Maybe the emotions got stirred simply from talking about the subject with so many people. Or maybe it was just from sleeping in a strange bed and eating too much rich food at my husband’s medical convention. But, by Saturday morning, my soul felt as gray as the weather.

I knew I had to fight the battle. For myself. For my husband, who did not deserve a grumpy traveling companion. And for all the people who had responded to the article where I had claimed victory. So, I asked God for help. I read a great Psalm. I listened to some good music. But nothing seemed to get beyond my knowing into my feeling. I knew what was right. But I couldn’t feel it.

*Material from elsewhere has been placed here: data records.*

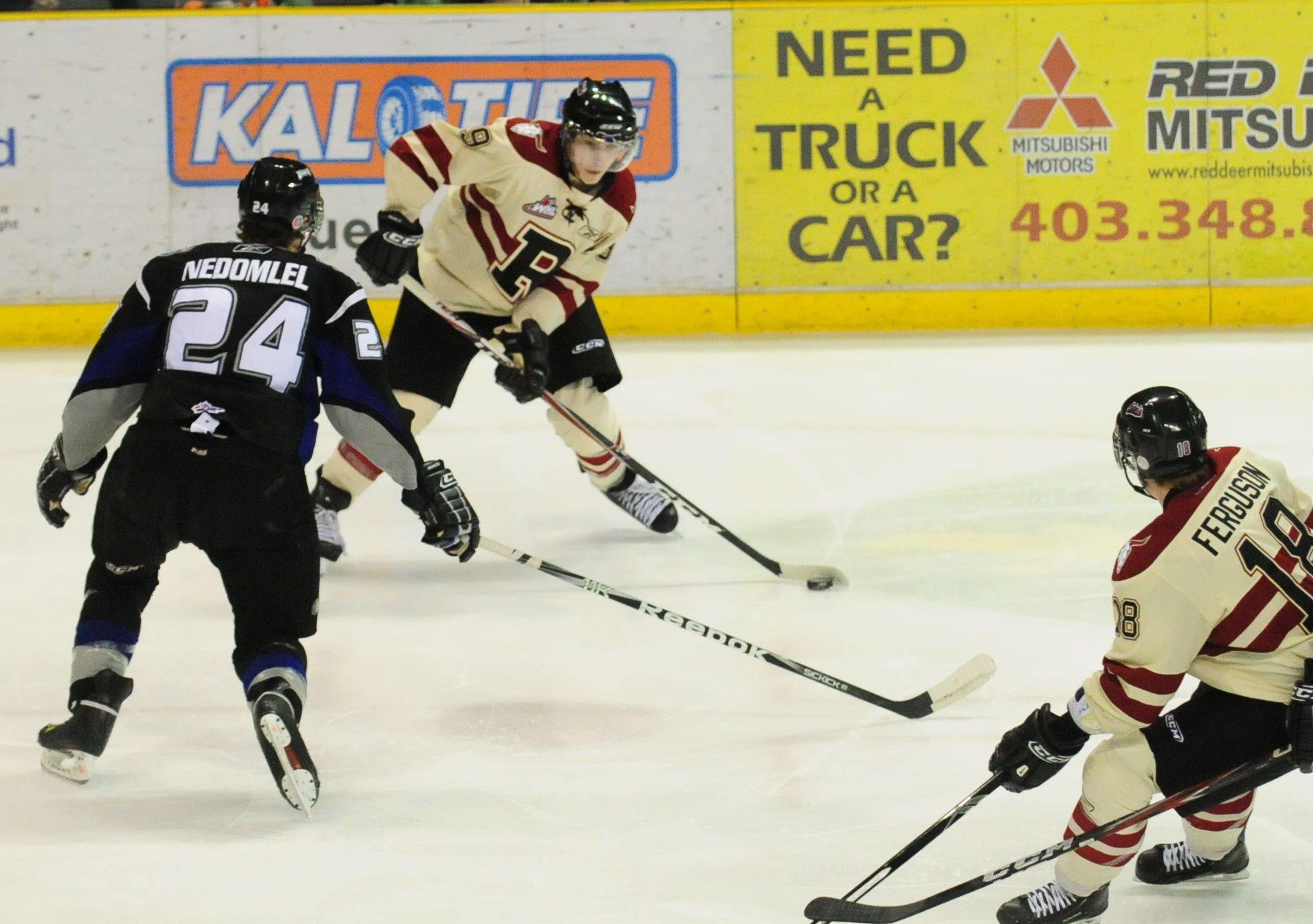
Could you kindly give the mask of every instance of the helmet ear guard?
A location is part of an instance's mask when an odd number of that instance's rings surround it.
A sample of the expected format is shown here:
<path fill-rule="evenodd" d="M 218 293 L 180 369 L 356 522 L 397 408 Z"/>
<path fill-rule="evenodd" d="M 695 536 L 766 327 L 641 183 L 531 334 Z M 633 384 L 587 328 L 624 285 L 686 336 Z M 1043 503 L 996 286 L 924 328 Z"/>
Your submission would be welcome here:
<path fill-rule="evenodd" d="M 1204 412 L 1179 388 L 1154 386 L 1137 391 L 1117 412 L 1112 458 L 1138 494 L 1148 494 L 1146 478 L 1167 480 L 1188 475 L 1208 463 Z"/>

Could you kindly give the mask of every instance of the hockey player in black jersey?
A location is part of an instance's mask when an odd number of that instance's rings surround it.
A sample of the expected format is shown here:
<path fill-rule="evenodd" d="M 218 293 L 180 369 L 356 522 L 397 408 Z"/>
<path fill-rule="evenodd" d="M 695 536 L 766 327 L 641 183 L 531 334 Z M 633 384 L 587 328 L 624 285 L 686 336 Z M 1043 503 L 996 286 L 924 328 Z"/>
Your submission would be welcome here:
<path fill-rule="evenodd" d="M 232 665 L 274 781 L 309 812 L 319 794 L 298 731 L 315 633 L 319 556 L 305 465 L 323 402 L 330 423 L 403 488 L 423 541 L 461 562 L 478 517 L 456 478 L 424 462 L 393 398 L 364 290 L 302 252 L 323 217 L 305 164 L 257 160 L 238 188 L 239 242 L 155 257 L 123 295 L 63 411 L 37 478 L 63 526 L 105 445 L 93 560 L 72 651 L 72 715 L 41 730 L 42 766 L 85 782 L 133 692 L 127 665 L 165 555 L 196 545 L 232 606 Z"/>

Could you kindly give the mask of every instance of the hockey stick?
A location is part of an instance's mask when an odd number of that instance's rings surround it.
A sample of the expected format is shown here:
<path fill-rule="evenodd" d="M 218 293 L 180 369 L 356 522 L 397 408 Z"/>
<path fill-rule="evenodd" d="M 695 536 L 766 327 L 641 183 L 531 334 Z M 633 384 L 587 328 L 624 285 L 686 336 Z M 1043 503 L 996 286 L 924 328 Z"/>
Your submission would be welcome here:
<path fill-rule="evenodd" d="M 738 651 L 748 658 L 756 658 L 767 664 L 784 668 L 785 671 L 796 673 L 800 677 L 806 677 L 807 680 L 813 680 L 823 686 L 836 689 L 840 693 L 847 693 L 848 696 L 869 702 L 873 706 L 888 709 L 892 713 L 898 713 L 899 715 L 910 719 L 919 719 L 924 715 L 930 715 L 931 713 L 937 713 L 949 704 L 961 700 L 964 696 L 977 689 L 986 680 L 994 676 L 994 659 L 989 655 L 976 655 L 924 693 L 914 696 L 910 700 L 889 700 L 878 693 L 872 693 L 861 689 L 860 686 L 853 686 L 847 681 L 831 677 L 830 675 L 822 673 L 815 668 L 807 667 L 806 664 L 777 655 L 776 652 L 763 648 L 759 644 L 754 644 L 742 638 L 735 638 L 734 635 L 721 631 L 720 629 L 714 629 L 701 622 L 695 622 L 693 620 L 668 610 L 664 606 L 658 606 L 656 604 L 646 600 L 639 600 L 625 591 L 617 591 L 616 588 L 608 587 L 607 584 L 603 584 L 592 578 L 576 575 L 572 571 L 566 571 L 558 564 L 545 562 L 541 558 L 512 549 L 511 546 L 504 546 L 496 539 L 490 539 L 486 536 L 479 539 L 479 549 L 508 558 L 517 564 L 527 564 L 534 571 L 551 575 L 553 578 L 563 580 L 567 584 L 574 584 L 575 587 L 588 591 L 590 593 L 596 593 L 600 597 L 614 600 L 617 604 L 624 604 L 625 606 L 635 609 L 645 616 L 655 616 L 662 622 L 668 622 L 679 629 L 685 629 L 695 635 L 723 644 L 730 651 Z"/>
<path fill-rule="evenodd" d="M 508 357 L 506 353 L 500 353 L 496 349 L 494 349 L 492 345 L 484 337 L 479 336 L 478 331 L 470 327 L 458 315 L 452 312 L 445 304 L 441 304 L 437 299 L 435 299 L 433 295 L 424 287 L 424 285 L 414 276 L 407 273 L 400 278 L 400 284 L 406 289 L 406 291 L 408 291 L 411 295 L 421 301 L 429 308 L 436 311 L 439 316 L 442 318 L 442 320 L 445 320 L 448 324 L 450 324 L 457 331 L 463 333 L 470 340 L 470 343 L 473 343 L 475 346 L 479 348 L 479 352 L 487 353 L 498 364 L 503 366 L 509 366 L 512 369 L 516 368 L 511 357 Z M 603 433 L 600 433 L 592 424 L 590 424 L 587 420 L 584 420 L 578 413 L 575 413 L 565 404 L 562 404 L 559 400 L 557 400 L 555 395 L 553 395 L 546 388 L 542 390 L 542 400 L 545 400 L 562 417 L 565 417 L 571 424 L 574 424 L 580 430 L 592 437 L 593 442 L 605 449 L 614 458 L 620 459 L 626 469 L 629 469 L 637 475 L 646 478 L 649 482 L 655 484 L 658 490 L 662 492 L 662 495 L 666 496 L 667 500 L 683 507 L 685 511 L 689 512 L 689 514 L 693 516 L 693 518 L 701 520 L 713 533 L 718 533 L 720 536 L 722 536 L 739 551 L 747 554 L 752 560 L 755 560 L 758 564 L 760 564 L 771 574 L 779 578 L 784 578 L 785 580 L 806 581 L 807 589 L 810 591 L 827 591 L 836 584 L 839 587 L 848 585 L 847 575 L 839 571 L 839 568 L 830 567 L 829 564 L 781 564 L 780 562 L 776 562 L 773 558 L 767 558 L 756 549 L 750 546 L 747 542 L 744 542 L 734 533 L 727 530 L 720 521 L 713 518 L 709 513 L 702 511 L 688 497 L 681 495 L 679 491 L 672 488 L 662 479 L 656 478 L 656 475 L 654 475 L 651 470 L 647 469 L 647 466 L 642 465 L 641 462 L 638 462 L 638 459 L 626 453 L 624 449 L 611 442 L 611 440 L 608 440 Z"/>
<path fill-rule="evenodd" d="M 877 869 L 874 873 L 868 875 L 865 879 L 855 885 L 848 890 L 847 895 L 843 896 L 843 902 L 860 902 L 871 890 L 878 886 L 881 882 L 888 879 L 894 874 L 899 866 L 906 864 L 909 860 L 920 853 L 932 840 L 939 837 L 939 835 L 948 831 L 951 827 L 957 824 L 957 822 L 969 812 L 972 808 L 978 806 L 986 795 L 997 790 L 1003 785 L 1003 777 L 1007 776 L 1006 770 L 998 770 L 989 780 L 982 782 L 976 790 L 968 795 L 965 799 L 958 802 L 956 806 L 949 808 L 947 812 L 939 816 L 939 820 L 931 824 L 928 828 L 916 835 L 911 843 L 903 849 L 898 850 L 894 856 L 885 861 L 885 865 Z M 807 914 L 811 914 L 811 906 L 807 906 Z M 819 920 L 813 920 L 811 924 L 821 924 Z"/>
<path fill-rule="evenodd" d="M 974 879 L 968 879 L 966 882 L 945 889 L 941 892 L 935 892 L 930 898 L 923 898 L 919 902 L 911 902 L 910 904 L 878 906 L 843 902 L 836 898 L 814 898 L 807 902 L 807 907 L 804 914 L 806 914 L 807 917 L 826 921 L 857 921 L 859 924 L 888 924 L 889 921 L 901 921 L 905 917 L 911 917 L 913 915 L 919 915 L 923 911 L 939 907 L 945 902 L 952 902 L 962 895 L 969 895 L 970 892 L 983 889 L 991 882 L 1006 879 L 1010 875 L 1029 869 L 1031 866 L 1041 864 L 1045 860 L 1061 857 L 1064 853 L 1070 853 L 1071 850 L 1085 847 L 1090 841 L 1106 837 L 1115 831 L 1129 828 L 1140 822 L 1153 818 L 1154 815 L 1161 815 L 1162 812 L 1173 808 L 1179 808 L 1184 814 L 1203 811 L 1221 802 L 1233 799 L 1241 793 L 1246 793 L 1251 789 L 1262 786 L 1263 784 L 1271 782 L 1293 769 L 1295 760 L 1289 748 L 1285 748 L 1284 751 L 1279 751 L 1268 757 L 1251 760 L 1247 764 L 1237 766 L 1234 770 L 1228 770 L 1226 773 L 1216 776 L 1212 780 L 1205 780 L 1204 782 L 1190 789 L 1183 789 L 1175 795 L 1158 799 L 1153 805 L 1123 815 L 1121 818 L 1113 819 L 1107 824 L 1100 824 L 1098 828 L 1086 831 L 1083 835 L 1061 840 L 1057 844 L 1044 848 L 1039 853 L 1022 857 L 1007 866 L 985 873 L 983 875 L 977 875 Z"/>

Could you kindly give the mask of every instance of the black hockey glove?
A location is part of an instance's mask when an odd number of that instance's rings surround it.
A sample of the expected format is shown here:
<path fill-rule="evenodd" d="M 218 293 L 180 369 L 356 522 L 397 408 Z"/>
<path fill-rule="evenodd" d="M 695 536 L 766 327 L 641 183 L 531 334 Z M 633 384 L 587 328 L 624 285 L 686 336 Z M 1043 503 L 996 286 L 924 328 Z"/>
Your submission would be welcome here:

Feelings aren’t everything. We can live a long time without good feelings. But yucky feelings aren’t a great place to stay. Finally, I asked God one more time to give me something to hold onto. Suddenly, I heard Ben the Cow singing in my head. (Which is a little freaky since I probably haven’t seen that animated movie in a decade.) But I pictured him strumming his guitar and singing:

Oh, I won’t back down. No, I won’t back down. You can stand me up at the gates of Hell, but I won’t back down.

The song made me feel bold. And the thought of a singing cow made me smile. And pretty soon I remembered my own advice and set out to do some things to lift my dark feelings. (Thanks to Courtney, Piersen, and Valerie for lunch at the Crayola Cafe. You were my tonic!)

Piersen at Crayola

I’m still not sure if this was a spiritual battle or a biological response or both. But I was deeply relieved when it broke. And I’m glad to know once again that the truth is still true.

So, I’m standing with Ben the Cow today, and we won’t back down. Want to join me?